Es la playa de la postal. La bahía grande de Lindos, con la arena en curva, las barcas amarradas y arriba, escalonándose por la ladera, las casas blancas del pueblo coronadas por la acrópolis. Si has visto una foto de Lindos que no sea desde la acrópolis, está hecha desde aquí.

Y funciona además como playa de verdad, no solo como decorado.

Por qué es la mejor de la zona con niños

La bahía está muy protegida por dos brazos de tierra, así que el agua está prácticamente siempre en calma. Ni oleaje, ni corrientes, ni sorpresas.

La arena es fina de verdad y la entrada al mar tiene una pendiente suavísima. Se puede caminar treinta metros con el agua por la cintura. Para niños que empiezan a nadar es un escenario ideal.

Hay servicio de hamacas en buena parte de la playa, chiringuitos con comida y bebida, duchas y aseos. Está todo resuelto sin tener que subir al pueblo.

Nuestra combinación favorita en Lindos: subir a la acrópolis a primera hora de la mañana, bajar a esta playa a media mañana y comer aquí abajo. Los niños aguantan mucho mejor el orden en ese sentido.

El punto débil: el gentío

Es la playa de un pueblo que recibe autocares cada quince minutos en verano. Entre las once y las cuatro en agosto está saturada y las filas de hamacas se tocan unas con otras.

Además, aquí atracan los barcos de excursión que hacen la ruta de la costa este, lo que suma otro flujo de gente en horas concretas.

La solución es la de siempre en Rodas: primera hora o última. A partir de las cinco de la tarde la playa se vacía notablemente y el sol deja de castigar.

Sombra y precios

Sombra natural, ninguna. Las hamacas con sombrilla cuestan entre 12 y 20 euros el par según la zona y el operador, y en Lindos están en la banda alta de la isla.

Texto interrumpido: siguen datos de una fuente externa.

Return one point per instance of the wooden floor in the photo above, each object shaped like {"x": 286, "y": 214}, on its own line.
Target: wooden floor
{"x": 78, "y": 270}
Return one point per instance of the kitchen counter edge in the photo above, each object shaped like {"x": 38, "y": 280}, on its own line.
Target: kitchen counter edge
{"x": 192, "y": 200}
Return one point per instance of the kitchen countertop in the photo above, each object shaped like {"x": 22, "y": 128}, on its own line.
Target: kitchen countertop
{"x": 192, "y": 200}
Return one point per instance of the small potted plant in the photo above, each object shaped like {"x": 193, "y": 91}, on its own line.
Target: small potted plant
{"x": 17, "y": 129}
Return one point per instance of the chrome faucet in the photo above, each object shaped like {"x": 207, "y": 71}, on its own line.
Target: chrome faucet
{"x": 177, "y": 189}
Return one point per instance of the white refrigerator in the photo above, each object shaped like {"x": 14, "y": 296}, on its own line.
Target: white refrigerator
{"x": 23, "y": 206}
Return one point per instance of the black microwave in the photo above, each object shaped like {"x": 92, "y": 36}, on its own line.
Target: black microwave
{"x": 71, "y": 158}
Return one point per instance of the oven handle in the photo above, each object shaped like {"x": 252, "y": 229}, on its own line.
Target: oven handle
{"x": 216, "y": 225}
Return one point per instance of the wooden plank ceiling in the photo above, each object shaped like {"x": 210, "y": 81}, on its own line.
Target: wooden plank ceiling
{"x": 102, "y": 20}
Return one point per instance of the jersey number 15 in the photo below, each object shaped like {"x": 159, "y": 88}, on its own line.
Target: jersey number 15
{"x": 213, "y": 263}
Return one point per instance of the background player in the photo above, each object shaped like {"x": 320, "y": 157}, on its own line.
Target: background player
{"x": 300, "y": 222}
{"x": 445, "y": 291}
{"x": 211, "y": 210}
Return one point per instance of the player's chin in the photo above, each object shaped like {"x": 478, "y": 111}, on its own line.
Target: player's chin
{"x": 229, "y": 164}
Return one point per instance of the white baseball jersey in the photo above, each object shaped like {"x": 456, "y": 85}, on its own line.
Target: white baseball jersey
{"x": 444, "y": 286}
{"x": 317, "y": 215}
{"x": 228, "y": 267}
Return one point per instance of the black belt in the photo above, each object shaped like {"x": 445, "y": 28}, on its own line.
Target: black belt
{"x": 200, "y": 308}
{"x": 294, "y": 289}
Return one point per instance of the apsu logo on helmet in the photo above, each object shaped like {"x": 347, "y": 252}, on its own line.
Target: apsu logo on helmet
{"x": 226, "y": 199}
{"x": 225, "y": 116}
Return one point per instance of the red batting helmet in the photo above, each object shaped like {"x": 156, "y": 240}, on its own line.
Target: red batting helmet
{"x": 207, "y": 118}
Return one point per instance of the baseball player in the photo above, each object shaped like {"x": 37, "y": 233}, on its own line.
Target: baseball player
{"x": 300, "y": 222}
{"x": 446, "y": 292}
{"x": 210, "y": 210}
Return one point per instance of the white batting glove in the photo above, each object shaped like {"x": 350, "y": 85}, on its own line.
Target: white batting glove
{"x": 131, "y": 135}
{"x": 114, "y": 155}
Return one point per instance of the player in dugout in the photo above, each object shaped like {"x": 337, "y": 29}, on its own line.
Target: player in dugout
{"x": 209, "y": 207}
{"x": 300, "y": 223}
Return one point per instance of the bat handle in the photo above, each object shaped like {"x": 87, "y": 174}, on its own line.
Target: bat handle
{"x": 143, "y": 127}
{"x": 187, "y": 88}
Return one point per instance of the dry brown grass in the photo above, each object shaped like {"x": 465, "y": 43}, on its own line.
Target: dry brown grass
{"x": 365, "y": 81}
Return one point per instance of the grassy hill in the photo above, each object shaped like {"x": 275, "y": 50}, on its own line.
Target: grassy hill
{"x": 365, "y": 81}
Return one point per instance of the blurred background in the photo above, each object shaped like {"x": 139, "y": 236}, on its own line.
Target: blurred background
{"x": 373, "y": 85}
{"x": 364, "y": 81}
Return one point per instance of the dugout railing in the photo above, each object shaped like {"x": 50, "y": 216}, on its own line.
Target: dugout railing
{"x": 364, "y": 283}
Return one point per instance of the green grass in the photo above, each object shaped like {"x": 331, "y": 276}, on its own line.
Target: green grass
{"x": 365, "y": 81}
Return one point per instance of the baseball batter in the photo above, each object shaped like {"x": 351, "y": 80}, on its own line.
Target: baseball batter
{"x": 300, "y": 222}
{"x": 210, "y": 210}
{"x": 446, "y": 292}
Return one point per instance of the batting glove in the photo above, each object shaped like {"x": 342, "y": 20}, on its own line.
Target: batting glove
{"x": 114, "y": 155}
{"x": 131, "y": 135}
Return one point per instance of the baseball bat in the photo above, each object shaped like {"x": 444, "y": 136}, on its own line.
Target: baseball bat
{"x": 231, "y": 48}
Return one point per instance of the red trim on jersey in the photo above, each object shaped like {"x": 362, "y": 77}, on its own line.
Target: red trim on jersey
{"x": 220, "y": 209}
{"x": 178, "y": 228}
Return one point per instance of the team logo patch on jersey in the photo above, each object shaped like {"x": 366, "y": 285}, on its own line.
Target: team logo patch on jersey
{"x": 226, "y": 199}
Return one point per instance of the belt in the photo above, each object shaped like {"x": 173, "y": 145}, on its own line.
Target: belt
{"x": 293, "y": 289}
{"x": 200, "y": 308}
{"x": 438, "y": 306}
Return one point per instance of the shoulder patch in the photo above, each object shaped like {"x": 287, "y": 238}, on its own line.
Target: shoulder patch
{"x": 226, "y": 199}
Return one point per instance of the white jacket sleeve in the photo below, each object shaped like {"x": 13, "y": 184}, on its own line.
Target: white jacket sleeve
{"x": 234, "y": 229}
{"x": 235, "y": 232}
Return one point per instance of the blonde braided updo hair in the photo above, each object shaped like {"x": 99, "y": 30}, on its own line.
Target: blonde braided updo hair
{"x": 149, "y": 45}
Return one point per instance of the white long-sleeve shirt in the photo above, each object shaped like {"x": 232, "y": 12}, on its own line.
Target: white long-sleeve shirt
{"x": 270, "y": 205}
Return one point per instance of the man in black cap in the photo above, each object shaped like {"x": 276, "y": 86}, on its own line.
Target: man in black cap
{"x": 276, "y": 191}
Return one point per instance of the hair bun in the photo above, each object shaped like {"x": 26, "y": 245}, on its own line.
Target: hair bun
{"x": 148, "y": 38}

Se puede plantar sombrilla propia en los extremos, sobre todo hacia el lado norte, donde la ocupación comercial es menor.

En los chiringuitos, un plato ronda 14 a 20 euros y las bebidas están un 30 por ciento por encima de la media de Rodas. Si vas con presupuesto ajustado, sube al pueblo a comprar en el supermercado o come en Pefkos, a cinco minutos en coche.

Aparcamiento y accesos

Este es el mayor incordio de la playa. El aparcamiento junto a la bahía tiene pocas plazas y en temporada alta se llena antes de las diez de la mañana.

Las alternativas son los dos aparcamientos generales de Lindos, el de arriba junto a la carretera con lanzadera de 60 céntimos y el de abajo, y luego bajar andando. Cuestan unos 5 euros el día.

Andando desde la plaza del pueblo son cinco minutos cuesta abajo por la calle principal. La subida de vuelta, con calor y después de un día de playa, se hace más larga de lo que parece.

Las alternativas contiguas

Al otro lado del promontorio, bajo el acantilado de la acrópolis, está la bahía de San Pablo: más pequeña, más recogida, con agua igual de tranquila y bastante menos gente. Si buscas tranquilidad y no necesitas tanta infraestructura, es mejor opción.

Y a dos kilómetros al sur está Pefkos, una playa larga de arena con hoteles alrededor y precios más razonables que en Lindos, bien conectada por autobús.

Para arena fina en cantidad y sin la carga turística de Lindos, la referencia de la costa este sigue siendo Tsambika, veinte kilómetros al norte.